An archetypal fiduciary relationship is that between attorney and client, and the handling of client funds is a potential hornets’ nest of fiduciary-duty liability for attorneys. In Lin v. Lau, 210 A.D.3d 817 (2d Dep’t 2022), the Appellate Division, Second Department, refused to dismiss a lawsuit against an attorney arising from the attorney’s alleged mishandling of client funds. The lesson of this case is simple but perhaps too often overlooked: attorneys must never act cavalierly in forming an attorney-client relationship, and must always be exacting when holding client funds in trust. Additionally, this case shows that attorneys who mishandle client funds face liability for breaching their fiduciary duties even in the absence of a formal attorney-client relationship.
The plaintiffs’ complaint alleged that they formed a business entity for the purpose of acquiring and developing real property in Flushing, Queens. The defendants, Jay Lau and his law firm (“Lau”), represented the plaintiffs in forming this entity. As part of the representation, Lau allegedly received certain funds to be held in escrow before being disbursed in connection with the plaintiffs’ Flushing developing project. However, the plaintiffs’ funds were ultimately disbursed by Lau in connection with an entirely different property in another Queens neighborhood. That property, which was located in Elmhurst, was purchased by a different client of Lau. Neither the plaintiffs’ business entity nor the plaintiffs themselves had any interest in the Elmhurst property.
The plaintiffs sued, alleging both legal malpractice and breach of fiduciary duty.
First, the court upheld the plaintiffs’ legal malpractice claim. The court’s analysis of the formation of the attorney-client relationship here is insightful, especially because that relationship imposes fiduciary duties on attorneys. Although an attorney-client relationship can exist even in the absence of a retainer agreement or a fee paid by the client, the client’s “unilateral belief does not confer upon him or her the status of client.” Lin, at 881. “Rather,” the court explained, “to establish an attorney-client relationship, there must be an explicit undertaking to perform a specific task.” Id.
Here, the plaintiffs alleged that Lau met with them to form their real-estate investment entity and informed them—orally, not in writing—that “he was representing them, instructed them to wire funds to his escrow account, committed to certain conditions of disbursement of those funds, and advised that he would continue to represent them” on matters related to the Flushing property. Id. This exchange resulted in the formation of an attorney-client relationship, the court held, and Lau failed to prove that the plaintiffs’ legal malpractice claim should be dismissed.

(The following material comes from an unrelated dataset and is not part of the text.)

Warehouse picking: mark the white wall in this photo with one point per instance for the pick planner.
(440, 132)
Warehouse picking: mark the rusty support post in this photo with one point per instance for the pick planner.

Second, the court upheld the plaintiffs’ breach of fiduciary duty claim. By holding the plaintiffs’ funds in escrow, Lau acted in the capacity of the plaintiffs’ escrow agent. That role carries with it fiduciary obligations, the court explained: “An attorney holding funds in escrow owes a fiduciary duty to anyone with a beneficial interest in the trust,” and “[a]n escrow agent has a duty not to deliver the escrow funds to anyone except upon strict compliance with the conditions imposed.” Id. at 819.
Here, the court held that the plaintiffs sufficiently pled the existence of an oral escrow agreement between them and Lau. Significantly, the court further held that, by virtue of that oral agreement, Lau owed the plaintiffs fiduciary duties even if no attorney-client relationship had existed between them: “[T]he breach of fiduciary duty cause of action was properly pleaded in the alternative [to the legal malpractice claim], in the event that it is ultimately determined that no attorney-client relationship existed or that the Lau defendants’ conduct related to the escrow funds was not within the scope of any such relationship.”
This is a significant holding. The court allowed the plaintiffs’ breach of fiduciary duty claim to proceed regardless of whether an attorney-client relationship existed between them and Lau. In other words, by telling the plaintiffs that he represented them and instructing them to wire him funds that were held in escrow but subsequently mishandled, Lau exposed himself to fiduciary-duty liability even outside of his role as the plaintiffs’ attorney.
Lau is a reminder that attorneys must refrain from placing themselves in a precarious position relative to their clients that could result in fiduciary-duty liability exposure—a possibility that exists even in the absence of a formal attorney-client relationship.